At the core of this system are steps. A step could be a question in a survey or a signup screen in a checkout flow. Steps can contain elements—like text, multiple choice inputs, or NPS questions. If it’s a custom step, like signup or checkout, it can be left as a blank canvas to be rendered in your app.
Steps connect through actions, conditional logic, or default connections. An action might be a button click. Logic could be based on user attributes or responses to previous elements.
Building the Flow
Using our checkout flow example, let’s add it to the Nodebase app as a visual workflow. Later Sign Up and Subscription Type are both decider nodes which run logic automatically when encountered in the flow to send users to the proper step. The rest are custom steps which we will need to connect to the UI in our app.

It’s a simple example and you may be thinking Nodebase might not be needed but remember that flows grow in complexity over time. What if there were a few more A/B tests, steps, or feature flips present? It gets complicated quickly.
SDK Implementation
After the flow has been designed in the whiteboarding app you can add it to your codebase with the SDKs. The CLI tool can even generate TypeScript types based on your flow, so you know exactly which steps and elements to expect. Then, you wire up the UI using a renderer which will tell the framework what to render for each step or element.
const renderer = {
steps: {
signUp: SignUp,
checkout: Checkout,
onboardingBasic: OnboardingBasic,
onboardingPremium: OnboardingPremium,
},
// We aren't using elements in this flow but if we added
// a survey to our onboarding steps it might look like this
elements: {
text: Text,
multi: MultipleChoice,
}
}
<Flow
slug='checkout-flow'
renderer={renderer}
attributes={{
// attributes can be used in step logic
laterSignUp: experiments.check('later-sign-up'),
}}
/>
Each step is a component that receives a flow object from the SDK, allowing you to control progression and set attributes dynamically:
const SignUp = ({ flow }) => {
const handleSubmit = () => {
// Signup logic
if (res.success) {
flow.getNext()
}
}
}
const Checkout = ({ flow }) => {
const handleCheckout = () => {
if (res.success) {
flow.setAttribute('subscriptionType', res.subscriptionType)
flow.getNext()
}
}
}
Deterministic by Design
The entire flow—including logic—is delivered as JSON and can be fully interpreted client-side.
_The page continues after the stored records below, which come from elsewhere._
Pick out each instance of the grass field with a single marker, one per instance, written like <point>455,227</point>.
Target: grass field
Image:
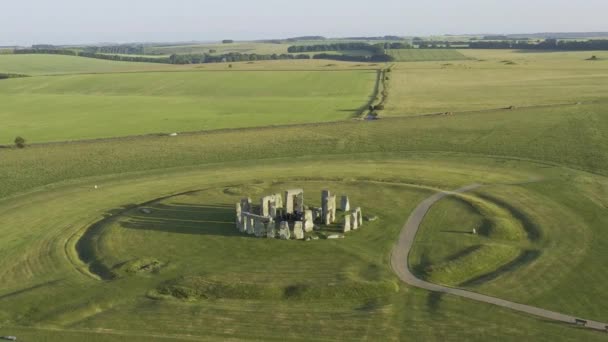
<point>540,216</point>
<point>418,55</point>
<point>491,81</point>
<point>240,47</point>
<point>58,64</point>
<point>37,107</point>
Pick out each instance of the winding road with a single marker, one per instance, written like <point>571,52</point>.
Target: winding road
<point>399,263</point>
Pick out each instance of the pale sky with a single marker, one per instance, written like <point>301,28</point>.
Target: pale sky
<point>25,22</point>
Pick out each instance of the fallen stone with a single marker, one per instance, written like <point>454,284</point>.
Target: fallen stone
<point>346,227</point>
<point>298,230</point>
<point>344,203</point>
<point>284,232</point>
<point>308,221</point>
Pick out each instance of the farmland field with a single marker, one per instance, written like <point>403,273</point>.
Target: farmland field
<point>37,107</point>
<point>76,246</point>
<point>497,80</point>
<point>420,55</point>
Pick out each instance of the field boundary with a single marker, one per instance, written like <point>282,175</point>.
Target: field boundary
<point>308,124</point>
<point>399,262</point>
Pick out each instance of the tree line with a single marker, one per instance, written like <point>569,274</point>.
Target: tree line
<point>548,44</point>
<point>376,49</point>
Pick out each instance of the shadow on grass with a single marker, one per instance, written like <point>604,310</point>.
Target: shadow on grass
<point>86,247</point>
<point>524,258</point>
<point>181,218</point>
<point>532,230</point>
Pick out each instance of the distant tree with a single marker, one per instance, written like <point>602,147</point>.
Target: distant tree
<point>20,142</point>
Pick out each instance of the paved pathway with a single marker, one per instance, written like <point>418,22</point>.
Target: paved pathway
<point>399,263</point>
That means you can cache it, run it offline, or even serve it as static content. If you want analytics, experiments, or internal integrations, those can hook in separately.
Who is Nodebase For?
Nodebase is for teams who want to build rich, multi-step user journeys with full control over their UI and internal tools. Most marketing platforms fall apart when you need custom logic or access to internal data. Flow is different.
It’s not just for surveys. It’s for onboarding, cancellations, feature gating, and anything else that can be modeled as a flow. It’s the kind of framework I kept wishing existed—and after 10 years of thinking about it, I’ve finally started building it.